But there was one gaping hole in Weld's administration, as well as those of his successors, Paul Cellucci and Jane Swift. And if Romney is willing to fill that hole, he can improve considerably over the records of his Republican predecessors. Weld campaigned against the Democratic machine in 1990, targeting then-Senate president Bill Bulger with the same tenacity with which Romney went after the "Gang of Three" -- House Speaker Tom Finneran, incoming Senate president Bob Travaglini, and O'Brien. But to say that Weld didn't mean it would be quite an understatement. Weld ended up presiding over an administration as laden with patronage as any in the state's history. He even made common cause with Bulger, who, in his day, was as unpopular with the public as Finneran is in 2002.
Perhaps nothing symbolized Weld's indulgence of the machine politics that he'd campaigned against as much as his elevation of David Balfour, a Republican hack whom the then-governor elevated to be the head of the MDC. On November 4, the Globe's Stephanie Ebbert quoted an unnamed Democratic consultant as saying that Balfour exemplified the difference between Weld and Romney:
"Bill Weld would embrace the David Balfours of the world and get a kick out of them," the consultant said, referring to the Republican advance man and Metropolitan District Commission chief who has been nominated for a clerk-magistrate job. "Mitt Romney doesn't get a kick out of them. This is a very political world, so it's hard to know how it will play."
This morning it all comes together on the front page of the Boston Herald. David Wedge and Jack Sullivan report that Balfour's MDC recently paid $675,000 in public (i.e., our) money to buy a tiny slice of land that is now being used as a parking lot by a Stoneham restaurant where Balfour likes to eat, and which is sometimes the venue for MDC meetings. Outraged Stoneham officials, 30 percent of whose town is already owned by the MDC and is thus exempt from local taxes, are demanding an investigation. "We feel very, very strongly they are doing something illegal. I just feel it's wrong to acquire this land with public money," selectman Cosmo Ciccarello told the Herald.
Balfour is now up for a cushy clerk-magistrate's job in Suffolk Juvenile Court, a post to which he was nominated by Governor Swift. The Governor's Council will vote on November 27.
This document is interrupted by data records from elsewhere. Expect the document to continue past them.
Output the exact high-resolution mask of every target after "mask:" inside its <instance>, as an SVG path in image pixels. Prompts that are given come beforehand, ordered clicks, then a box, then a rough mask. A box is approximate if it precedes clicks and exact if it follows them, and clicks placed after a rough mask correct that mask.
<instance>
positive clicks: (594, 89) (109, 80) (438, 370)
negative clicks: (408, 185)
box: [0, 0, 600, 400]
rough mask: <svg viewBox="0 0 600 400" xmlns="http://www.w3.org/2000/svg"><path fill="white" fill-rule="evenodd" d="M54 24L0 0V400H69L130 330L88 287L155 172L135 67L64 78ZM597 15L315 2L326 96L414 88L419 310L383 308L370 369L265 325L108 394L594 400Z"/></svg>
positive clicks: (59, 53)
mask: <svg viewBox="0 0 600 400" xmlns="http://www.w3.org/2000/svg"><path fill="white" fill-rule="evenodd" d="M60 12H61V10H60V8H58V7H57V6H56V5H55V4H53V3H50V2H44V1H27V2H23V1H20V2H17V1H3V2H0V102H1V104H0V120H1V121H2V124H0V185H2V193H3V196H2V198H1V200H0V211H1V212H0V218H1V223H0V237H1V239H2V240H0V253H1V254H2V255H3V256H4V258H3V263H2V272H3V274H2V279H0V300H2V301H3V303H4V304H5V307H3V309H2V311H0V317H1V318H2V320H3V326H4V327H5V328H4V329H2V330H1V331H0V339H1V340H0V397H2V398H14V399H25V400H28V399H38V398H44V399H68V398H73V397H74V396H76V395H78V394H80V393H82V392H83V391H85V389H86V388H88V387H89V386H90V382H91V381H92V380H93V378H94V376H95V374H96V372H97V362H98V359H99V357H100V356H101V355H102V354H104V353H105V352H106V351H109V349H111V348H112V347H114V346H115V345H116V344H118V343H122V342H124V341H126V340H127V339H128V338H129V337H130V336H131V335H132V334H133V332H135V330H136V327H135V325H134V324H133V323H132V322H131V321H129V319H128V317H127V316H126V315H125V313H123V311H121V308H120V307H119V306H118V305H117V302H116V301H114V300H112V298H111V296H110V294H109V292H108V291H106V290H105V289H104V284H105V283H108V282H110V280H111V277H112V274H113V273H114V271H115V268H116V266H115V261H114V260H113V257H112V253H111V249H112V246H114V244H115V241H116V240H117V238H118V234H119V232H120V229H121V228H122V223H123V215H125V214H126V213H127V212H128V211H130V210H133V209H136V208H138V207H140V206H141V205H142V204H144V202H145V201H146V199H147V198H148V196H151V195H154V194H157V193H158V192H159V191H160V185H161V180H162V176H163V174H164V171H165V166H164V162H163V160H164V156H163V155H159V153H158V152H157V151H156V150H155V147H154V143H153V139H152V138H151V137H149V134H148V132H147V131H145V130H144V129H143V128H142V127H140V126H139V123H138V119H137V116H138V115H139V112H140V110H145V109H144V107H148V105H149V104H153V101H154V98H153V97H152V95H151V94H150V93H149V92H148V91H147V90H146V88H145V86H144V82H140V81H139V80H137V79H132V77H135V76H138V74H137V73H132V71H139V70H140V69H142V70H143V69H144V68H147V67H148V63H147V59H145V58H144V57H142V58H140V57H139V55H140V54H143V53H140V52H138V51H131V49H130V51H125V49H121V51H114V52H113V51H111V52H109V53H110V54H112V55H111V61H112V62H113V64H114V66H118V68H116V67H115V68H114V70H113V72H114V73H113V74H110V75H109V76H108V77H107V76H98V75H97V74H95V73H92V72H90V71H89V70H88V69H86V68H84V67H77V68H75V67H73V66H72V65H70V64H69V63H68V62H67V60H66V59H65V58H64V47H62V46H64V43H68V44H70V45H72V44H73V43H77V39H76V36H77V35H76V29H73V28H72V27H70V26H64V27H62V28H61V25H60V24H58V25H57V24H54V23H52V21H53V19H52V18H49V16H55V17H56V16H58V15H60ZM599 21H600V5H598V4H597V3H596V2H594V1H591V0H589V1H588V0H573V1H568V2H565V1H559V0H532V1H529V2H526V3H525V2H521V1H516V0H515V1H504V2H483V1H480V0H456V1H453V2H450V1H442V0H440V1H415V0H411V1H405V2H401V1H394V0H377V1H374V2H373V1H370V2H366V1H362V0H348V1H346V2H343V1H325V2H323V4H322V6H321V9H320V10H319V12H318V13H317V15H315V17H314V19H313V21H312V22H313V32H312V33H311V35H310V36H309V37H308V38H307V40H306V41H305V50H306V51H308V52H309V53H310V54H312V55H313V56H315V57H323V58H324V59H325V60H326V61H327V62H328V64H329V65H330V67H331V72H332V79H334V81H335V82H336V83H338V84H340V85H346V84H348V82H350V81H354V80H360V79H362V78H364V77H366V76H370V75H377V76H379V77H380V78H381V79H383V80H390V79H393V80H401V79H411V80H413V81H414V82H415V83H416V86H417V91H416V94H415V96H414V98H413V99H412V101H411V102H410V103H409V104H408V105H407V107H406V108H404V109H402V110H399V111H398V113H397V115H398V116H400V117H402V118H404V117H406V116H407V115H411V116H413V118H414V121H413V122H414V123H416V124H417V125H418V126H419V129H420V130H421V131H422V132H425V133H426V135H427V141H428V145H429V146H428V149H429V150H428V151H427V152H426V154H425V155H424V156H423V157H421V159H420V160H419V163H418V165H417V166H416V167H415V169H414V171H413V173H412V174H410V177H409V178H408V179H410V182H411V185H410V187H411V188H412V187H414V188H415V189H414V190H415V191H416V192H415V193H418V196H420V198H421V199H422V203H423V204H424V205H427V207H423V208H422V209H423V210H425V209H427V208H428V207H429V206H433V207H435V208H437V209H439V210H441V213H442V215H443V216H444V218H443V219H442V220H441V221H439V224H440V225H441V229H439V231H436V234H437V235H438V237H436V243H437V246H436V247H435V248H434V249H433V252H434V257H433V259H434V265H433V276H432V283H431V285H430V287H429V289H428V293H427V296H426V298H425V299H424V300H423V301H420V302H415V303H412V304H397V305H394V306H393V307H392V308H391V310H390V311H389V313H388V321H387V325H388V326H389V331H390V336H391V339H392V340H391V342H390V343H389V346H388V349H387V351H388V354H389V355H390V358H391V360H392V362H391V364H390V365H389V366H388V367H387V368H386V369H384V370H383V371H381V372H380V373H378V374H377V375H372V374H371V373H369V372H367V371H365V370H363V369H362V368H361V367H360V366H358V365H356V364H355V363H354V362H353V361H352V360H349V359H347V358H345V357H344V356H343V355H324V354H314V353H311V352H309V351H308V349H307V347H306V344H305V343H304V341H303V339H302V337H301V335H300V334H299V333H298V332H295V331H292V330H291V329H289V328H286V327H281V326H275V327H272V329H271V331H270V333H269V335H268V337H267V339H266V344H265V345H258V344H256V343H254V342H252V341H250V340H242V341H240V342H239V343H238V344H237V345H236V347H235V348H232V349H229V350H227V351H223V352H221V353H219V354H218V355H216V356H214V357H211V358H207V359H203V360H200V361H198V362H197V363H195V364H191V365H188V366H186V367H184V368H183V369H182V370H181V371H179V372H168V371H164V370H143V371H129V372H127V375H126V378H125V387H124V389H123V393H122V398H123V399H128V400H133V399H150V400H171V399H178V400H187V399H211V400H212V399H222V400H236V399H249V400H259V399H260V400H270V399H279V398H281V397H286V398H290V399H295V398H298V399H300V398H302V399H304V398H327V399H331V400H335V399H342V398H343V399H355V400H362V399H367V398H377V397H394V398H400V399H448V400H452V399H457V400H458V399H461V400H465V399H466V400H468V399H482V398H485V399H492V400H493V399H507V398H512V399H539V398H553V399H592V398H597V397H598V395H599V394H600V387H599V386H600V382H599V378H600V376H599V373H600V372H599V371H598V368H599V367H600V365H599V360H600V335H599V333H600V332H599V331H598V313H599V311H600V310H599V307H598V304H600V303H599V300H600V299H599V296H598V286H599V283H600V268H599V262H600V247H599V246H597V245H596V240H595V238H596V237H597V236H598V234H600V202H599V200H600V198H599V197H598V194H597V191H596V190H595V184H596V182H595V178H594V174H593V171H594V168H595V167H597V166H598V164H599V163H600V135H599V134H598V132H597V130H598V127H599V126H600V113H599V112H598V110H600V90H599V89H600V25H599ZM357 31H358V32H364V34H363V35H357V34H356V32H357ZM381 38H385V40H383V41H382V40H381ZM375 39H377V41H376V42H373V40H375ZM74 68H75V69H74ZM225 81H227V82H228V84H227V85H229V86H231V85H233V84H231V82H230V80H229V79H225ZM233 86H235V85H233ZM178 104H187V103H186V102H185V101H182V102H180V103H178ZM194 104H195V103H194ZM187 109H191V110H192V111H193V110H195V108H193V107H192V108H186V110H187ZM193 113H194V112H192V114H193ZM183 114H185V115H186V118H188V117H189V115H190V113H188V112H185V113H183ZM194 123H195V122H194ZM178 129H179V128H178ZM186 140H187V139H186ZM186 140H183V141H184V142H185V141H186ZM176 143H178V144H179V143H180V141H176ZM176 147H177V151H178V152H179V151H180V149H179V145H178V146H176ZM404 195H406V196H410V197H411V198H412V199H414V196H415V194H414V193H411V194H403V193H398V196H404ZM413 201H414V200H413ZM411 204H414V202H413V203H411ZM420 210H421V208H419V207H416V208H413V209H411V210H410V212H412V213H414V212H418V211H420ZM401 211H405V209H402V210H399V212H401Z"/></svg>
Romney doesn't become governor until January. But if he's serious about eliminating patronage abuses, he should send a loud, public signal that the parking-lot fiasco will be the subject of a vigorous investigation once he's in office -- and that the Governor's Council ought to think twice before handing a lifetime job to someone who will be the principal subject of that investigation.